Aber was war das? Anna rieb sich die Augen und schaute noch mal ganz genau hin. Da stand ein winzig kleiner Engel mit einem rosa Kleidchen, gelben Haaren und schneeweißen Flügeln. Das kleine Mädchen war sehr aufgeregt und der kleine Engel auch. Beide sahen sich mit großen Augen an. Ängstlich flatterte der Engel mit seinen winzig kleinen Flügeln, flog aus dem Kalender und landete genau auf Annas Fuß. Sie erschrak, hob den Engel vorsichtig hoch und setzte ihn auf ihre Hand.
"Hast du dir wehgetan?"
Der kleine Engel schüttelte seinen winzig kleinen Kopf.
"Hast du einen Namen?", fragte Anna.
Mit leisem Stimmchen antwortete er: "Ich heiße Marius. Und du?"
"Hallo Marius, ich bin Anna und ich wohne hier und das ist mein Zimmer und ich hab dich im Adventskalender gefunden. Wieso eigentlich?"
Der kleine Engel stellte sich auf ihre Hand und flatterte zwei Mal mit seinen Flügeln, um sie in Ordnung zu bringen. Er hatte große Schwierigkeiten, dabei nicht die Balance zu verlieren. Dann erzählte er: "Morgen ist Weihnachten und ich, Marius der Weihnachtsengel, habe eine wichtige Aufgabe zu erfüllen. Nur ... ähm ... ich weiß nicht mehr was ich tun soll! Ich hab es vergessen. Und es ist doch so wichtig! Du musst mir helfen! Bitte!"
Anna ging vorsichtig mit Marius an ihr Bett und setzt sich. Dann ließ sie den Engel von ihrer Hand auf das Kissen flattern. Marius legte sich gemütlich hin, verschränkte die Arme hinter seinem Kopf, wackelte mit den Füßen und schaute Anna erwartungsvoll an. Anna musste lachen.
Marius setzte sich hin und sah Anna böse an. "Du sollst mich nicht auslachen. Sag mir lieber, was ich tun soll!"
"O, du lieber kleiner Marius, wie soll ich dir da helfen? Vielleicht fällt es dir ja wieder ein? Bemüh dich mal ein bisschen."
Sie hielt sich die Hand vor den Mund, damit Marius nicht sehen sollte, dass sie noch immer schmunzeln musste.
Der kleine Engel drehte beleidigt seinen Kopf zur Seite. Dann sprang er plötzlich auf, schlug wild mit seinen Flügeln und Arme hin und her und rief ganz aufgeregt: "Ich weiß es, ich weiß es!
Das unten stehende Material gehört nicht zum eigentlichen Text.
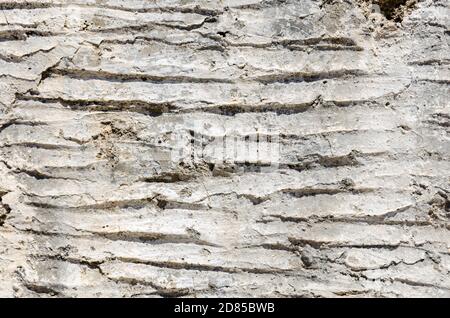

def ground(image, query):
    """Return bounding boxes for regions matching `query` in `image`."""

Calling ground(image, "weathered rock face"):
[0,0,450,297]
Mir ist es wieder eingefallen! Juhu!"
"Es ist dir eingefallen? Jetzt bin ich aber mal gespannt!" Anna sprang auf und stellte sich erwartungsvoll vor den Engel, der sich wieder auf das Kissen niedergelassen hatte.
"Ich soll ... ich soll ... wieder dahin, wo ich hingehöre!"
Anna schüttelte den Kopf. Sie hatte keine Ahnung, was Marius meinte.
"Es gibt hier einen Platz, da fehlt ein kleiner Engel und den Platz soll ich einnehmen. Verstehst du jetzt?" Marius schaute sie fröhlich an und er lächelte.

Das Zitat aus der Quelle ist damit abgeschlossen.